An Efficient Hybrid Deep Learning Approach for Detecting Online Abusive Language
A new model combining BERT, CNN, and LSTM achieves near-perfect detection on a dataset of 350,000 online comments.
A team of researchers has published a new paper proposing a highly effective hybrid deep learning model for detecting abusive language online. The model, developed by Vuong M. Ngo, Cach N. Dang, Kien V. Nguyen, and Mark Roantree, strategically combines three powerful architectures: BERT for understanding semantic context, CNN for extracting local features, and LSTM for capturing sequential dependencies in text. This integrated approach is specifically designed to handle the complex tactics used by bad actors, such as coded phrases and evasive language, across platforms from YouTube comments to dark web forums.
The model's performance is particularly notable given the challenging, real-world dataset it was tested on. The researchers used a large collection of 349,834 text samples, with a significant class imbalance (a 1:3.5 ratio of abusive to non-abusive content) that mirrors the skewed distribution found in actual online environments. Despite this imbalance, the hybrid model demonstrated remarkable robustness, achieving scores of approximately 99% across critical evaluation metrics including Precision, Recall, Accuracy, F1-score, and AUC (Area Under the Curve). This indicates a very low rate of both false positives and false negatives.
The research addresses a pressing global issue, citing studies that show 65% of parents observe hostile online behavior and one-third of adolescents experience bullying in mobile gaming communities. By providing a tool that can automatically and accurately flag abusive content at scale—even when creators try to conceal their intent—this work offers a potential technological foundation for safer digital spaces. The paper, titled 'An Efficient Hybrid Deep Learning Approach for Detecting Online Abusive Language,' is available on arXiv under the identifier arXiv:2603.09984.

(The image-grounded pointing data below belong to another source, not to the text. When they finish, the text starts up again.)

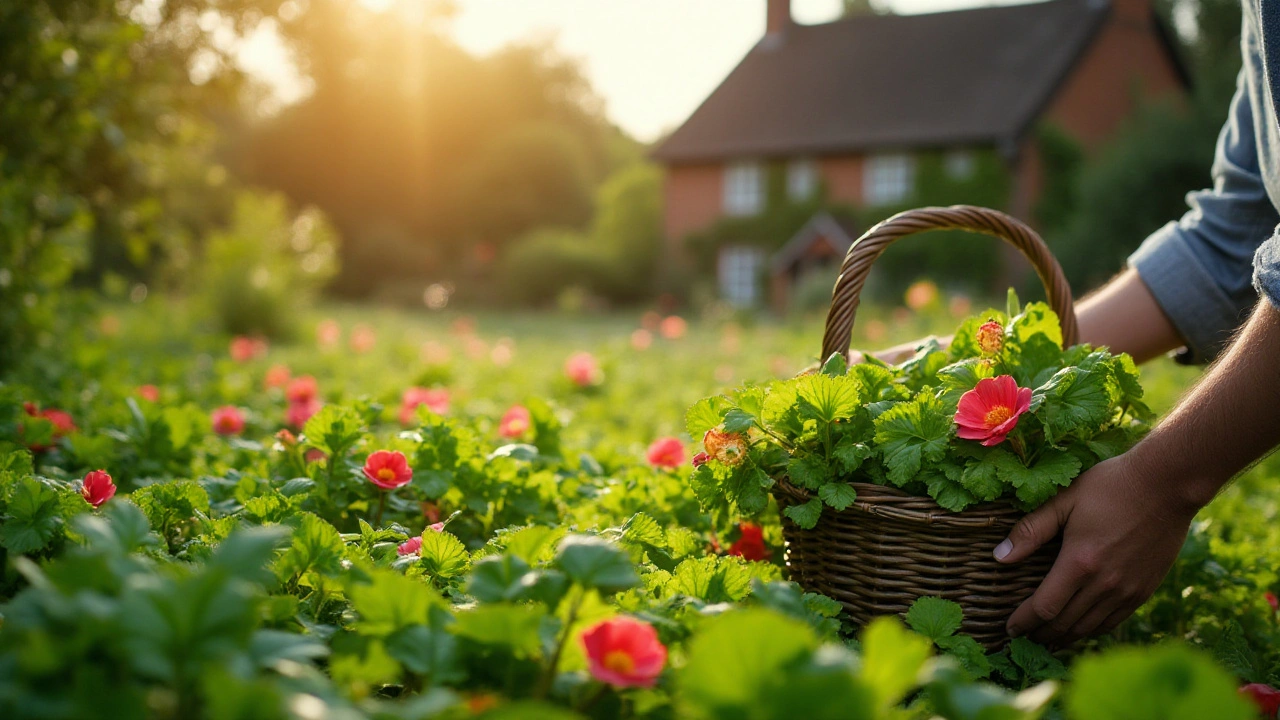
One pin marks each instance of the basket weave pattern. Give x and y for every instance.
(888, 548)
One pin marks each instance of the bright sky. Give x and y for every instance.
(652, 60)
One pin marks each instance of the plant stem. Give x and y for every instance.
(544, 686)
(382, 505)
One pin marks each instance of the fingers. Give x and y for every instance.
(1034, 529)
(1048, 601)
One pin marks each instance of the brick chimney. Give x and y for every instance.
(777, 17)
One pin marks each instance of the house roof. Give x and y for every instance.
(965, 77)
(836, 229)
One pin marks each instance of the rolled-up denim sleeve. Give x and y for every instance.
(1200, 268)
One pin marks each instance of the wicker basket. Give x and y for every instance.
(888, 548)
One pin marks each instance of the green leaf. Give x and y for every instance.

- Hybrid architecture combines BERT, CNN, and LSTM to capture semantic, contextual, and sequential text patterns for robust detection.

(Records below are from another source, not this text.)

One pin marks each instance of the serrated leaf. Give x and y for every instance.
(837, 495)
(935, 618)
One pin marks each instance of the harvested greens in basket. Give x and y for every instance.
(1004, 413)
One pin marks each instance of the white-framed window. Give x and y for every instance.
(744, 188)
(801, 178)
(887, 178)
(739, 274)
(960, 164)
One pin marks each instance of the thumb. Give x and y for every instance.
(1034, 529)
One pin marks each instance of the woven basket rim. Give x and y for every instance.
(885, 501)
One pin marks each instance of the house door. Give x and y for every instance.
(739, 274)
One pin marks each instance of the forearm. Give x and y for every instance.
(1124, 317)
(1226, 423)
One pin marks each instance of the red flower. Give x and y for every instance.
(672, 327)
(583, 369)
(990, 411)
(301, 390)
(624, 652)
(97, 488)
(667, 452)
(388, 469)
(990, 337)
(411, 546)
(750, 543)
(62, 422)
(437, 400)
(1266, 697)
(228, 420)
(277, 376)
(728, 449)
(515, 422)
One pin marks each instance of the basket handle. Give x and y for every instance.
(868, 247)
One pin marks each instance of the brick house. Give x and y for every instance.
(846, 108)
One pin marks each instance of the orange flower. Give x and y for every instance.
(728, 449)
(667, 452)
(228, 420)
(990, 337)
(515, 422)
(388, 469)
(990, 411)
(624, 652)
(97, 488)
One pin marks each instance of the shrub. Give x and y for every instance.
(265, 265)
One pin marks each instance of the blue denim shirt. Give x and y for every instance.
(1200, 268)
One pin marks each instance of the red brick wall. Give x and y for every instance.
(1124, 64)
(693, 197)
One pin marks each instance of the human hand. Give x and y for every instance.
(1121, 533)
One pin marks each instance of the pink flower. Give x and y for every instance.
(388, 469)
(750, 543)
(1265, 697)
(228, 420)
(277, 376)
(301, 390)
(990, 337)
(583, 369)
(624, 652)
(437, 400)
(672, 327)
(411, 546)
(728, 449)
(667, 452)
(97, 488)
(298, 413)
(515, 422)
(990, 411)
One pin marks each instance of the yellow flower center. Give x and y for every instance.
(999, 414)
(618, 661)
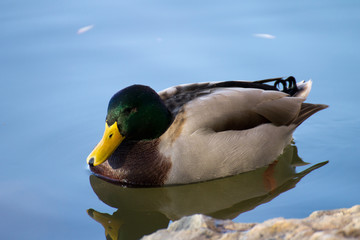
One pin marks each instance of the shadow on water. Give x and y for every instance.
(141, 211)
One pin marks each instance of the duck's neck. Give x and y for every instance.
(136, 163)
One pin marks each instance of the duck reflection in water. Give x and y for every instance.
(142, 211)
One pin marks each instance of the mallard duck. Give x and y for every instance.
(198, 132)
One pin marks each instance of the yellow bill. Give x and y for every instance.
(110, 141)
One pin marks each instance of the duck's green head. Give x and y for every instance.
(134, 113)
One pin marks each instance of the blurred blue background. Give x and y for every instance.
(56, 83)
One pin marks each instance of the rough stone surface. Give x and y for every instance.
(324, 225)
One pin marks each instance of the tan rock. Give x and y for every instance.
(328, 225)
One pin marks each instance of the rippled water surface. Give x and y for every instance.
(57, 77)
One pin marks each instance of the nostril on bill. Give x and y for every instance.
(91, 162)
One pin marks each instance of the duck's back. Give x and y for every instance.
(224, 130)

- Achieved ~99% accuracy on a large, imbalanced real-world dataset of nearly 350,000 samples from platforms like YouTube and dark web forums.
- Specifically designed to detect evasive abusive language, including coded phrases, which standard models often miss.
Why It Matters
Provides a highly accurate, automated tool for platforms to combat harassment and hate speech at scale, creating safer online environments.